The company ascribed a drop in profit to consolidation of DP World Santos and deconsolidation of its Doraleh terminal in Djibouti. It also imputed a hike in revenues in Australia and the Americas – whose results it releases in tandem – to DP World Santos’ consolidation, among other factors.
DP World Santos, formerly Empresa Brasileira de Terminais Portuários (Embraport), had its name changed late last year after the Dubai-based conglomerate acquired 100% of the terminal’s capital. It formerly retained slightly over 30% in the operation, before purchasing the remainder from Odebrecht TransPort. Launched in 2013, the terminal and boasts an annual capacity of 1.2 million TEU.

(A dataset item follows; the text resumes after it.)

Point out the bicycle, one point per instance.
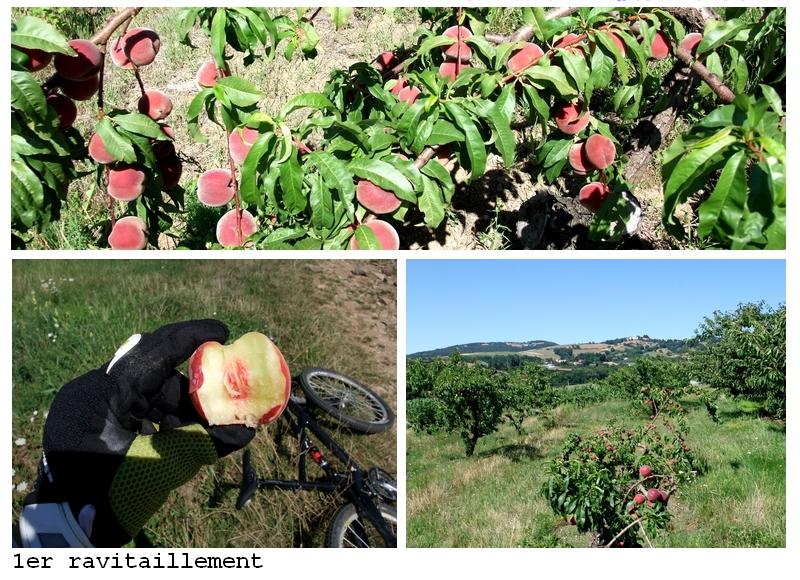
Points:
(366, 519)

DP World posted USD 2.6 billion in revenues in the first half of this year, up 14.4% from H1 2017, with revenue in Australia and the Americas reaching USD 431 million during H1 2018, up 18.7% year-on-year. Profit slid 8% to USD 629 million.

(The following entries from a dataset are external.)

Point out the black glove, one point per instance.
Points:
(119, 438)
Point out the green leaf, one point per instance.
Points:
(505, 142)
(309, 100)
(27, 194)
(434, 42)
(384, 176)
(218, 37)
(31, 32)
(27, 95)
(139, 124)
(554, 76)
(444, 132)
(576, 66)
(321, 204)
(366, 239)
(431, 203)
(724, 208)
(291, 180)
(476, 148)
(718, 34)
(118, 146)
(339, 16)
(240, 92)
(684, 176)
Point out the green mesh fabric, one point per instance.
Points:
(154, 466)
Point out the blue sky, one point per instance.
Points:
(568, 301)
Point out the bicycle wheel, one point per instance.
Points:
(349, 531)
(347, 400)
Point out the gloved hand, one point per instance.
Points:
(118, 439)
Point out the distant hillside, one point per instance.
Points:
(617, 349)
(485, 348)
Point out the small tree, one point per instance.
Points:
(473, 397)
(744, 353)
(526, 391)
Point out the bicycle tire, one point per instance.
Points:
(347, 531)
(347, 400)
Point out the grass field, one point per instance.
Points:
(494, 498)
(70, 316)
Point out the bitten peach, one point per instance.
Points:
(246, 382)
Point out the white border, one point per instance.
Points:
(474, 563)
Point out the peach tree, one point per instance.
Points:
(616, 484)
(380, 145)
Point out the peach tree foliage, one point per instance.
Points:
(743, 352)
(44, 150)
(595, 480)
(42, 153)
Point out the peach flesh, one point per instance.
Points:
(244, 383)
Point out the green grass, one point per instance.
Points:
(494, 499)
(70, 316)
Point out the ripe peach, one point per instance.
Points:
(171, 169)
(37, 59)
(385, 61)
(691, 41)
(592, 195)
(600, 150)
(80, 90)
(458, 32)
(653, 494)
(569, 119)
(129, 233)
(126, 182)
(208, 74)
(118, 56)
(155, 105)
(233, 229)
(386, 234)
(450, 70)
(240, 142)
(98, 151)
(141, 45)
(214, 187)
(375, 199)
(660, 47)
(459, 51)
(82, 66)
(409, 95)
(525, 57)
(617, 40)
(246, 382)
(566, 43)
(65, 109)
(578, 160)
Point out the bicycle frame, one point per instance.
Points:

DP World handled 1.99 million TEU in Australia and the Americas, up 18.2% year-on-year. Besides the consolidation in Santos, the company said its buyout of Peru’s Cosmos Agência Marítima added to revenue results.
Revenue was also driven by increased volumes around the world and other buyouts, including two companies in the United Arab Emirates – Drydocks World LCC and Dubai Maritime City (DCM).
DP World invested USD 439 million in H1, with full-year plans at USD 1.4 billion, including the UAE, Ecuador, Somaliland and the United Kingdom.
“Our balance sheet remains strong and we continue to generate high levels of cash flow, which gives us the ability to invest in the future growth of our current portfolio, and the flexibility to make new investments,” chairman and CEO Sultan Ahmed Bin Sulayem said.